Likewise, where the exporter fails to repatriate the proceeds into the domiciliary account within the stipulated period, the exporter will be barred from participating in all the segments of foreign exchange market in Nigeria.
Also speaking, CBN Director, Banking Supervision, Abdullahi Ahmad, said the apex bank is monitoring non-oil exporters and assessing compliance levels. “The period of grace is gone and now is the time for heavy sanctions against defaulters. Defaulters will be banned from accessing banking services,” he said.
Ahmad said many exporters, who benefited from Federal Government support scheme, have continually failed to comply with this directive.
FSDH Merchant Bank Managing Director Mrs. Hamda Ambah said the Bankers’ Committee also adopted a unified rate N360/$ for all Personal Travel Allowances (PTAs), Basic Travel Allowances (BTAs), school fees and transactions without commission.
She said the committee also urged bank customers to report any defaulting lender for appropriate sanctions. The banks are to buy dollar from the CBN at N357/$1 and sell to end-users at N360/$1.

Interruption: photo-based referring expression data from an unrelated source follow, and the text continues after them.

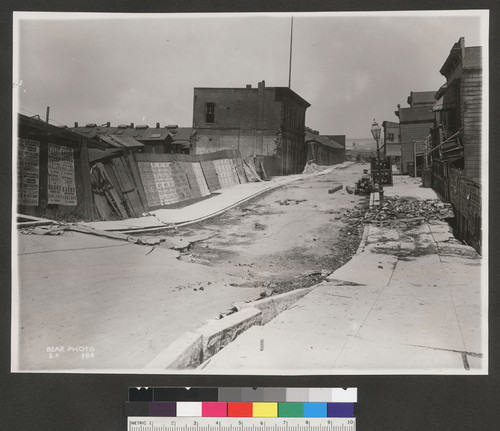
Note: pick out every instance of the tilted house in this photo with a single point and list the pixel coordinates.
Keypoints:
(262, 121)
(140, 138)
(415, 123)
(457, 142)
(53, 179)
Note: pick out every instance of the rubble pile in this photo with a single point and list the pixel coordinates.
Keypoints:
(396, 211)
(312, 168)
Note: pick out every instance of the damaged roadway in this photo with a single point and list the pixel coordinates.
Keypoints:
(90, 302)
(410, 301)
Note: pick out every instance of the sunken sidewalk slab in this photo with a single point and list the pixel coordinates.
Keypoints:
(195, 347)
(410, 301)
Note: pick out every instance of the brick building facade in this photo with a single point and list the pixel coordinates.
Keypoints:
(262, 121)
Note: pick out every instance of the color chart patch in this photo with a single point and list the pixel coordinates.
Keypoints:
(242, 402)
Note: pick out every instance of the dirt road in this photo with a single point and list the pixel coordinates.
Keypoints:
(290, 238)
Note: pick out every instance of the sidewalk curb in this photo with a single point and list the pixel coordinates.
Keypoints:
(197, 346)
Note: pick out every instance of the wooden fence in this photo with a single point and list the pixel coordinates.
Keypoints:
(465, 196)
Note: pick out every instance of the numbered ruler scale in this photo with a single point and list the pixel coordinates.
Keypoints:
(240, 424)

Meanwhile, the Bankers’ Committee have agreed that banks in the country should stop charging commission on the sale of foreign exchange to customers, particularly those meant for Personal Travel Allowance, Business Travel Allowance, tuition and medical bills payment.
Ambah, said no bank was allowed to charge commission on forex purchased for the purposes stated above. She stated, “The Bankers’ Committee took a palliative measure that would be beneficial to individual customers who make use of foreign exchange for Personal Travel Allowance, Business Travel Allowance, medical bills and school fees payments.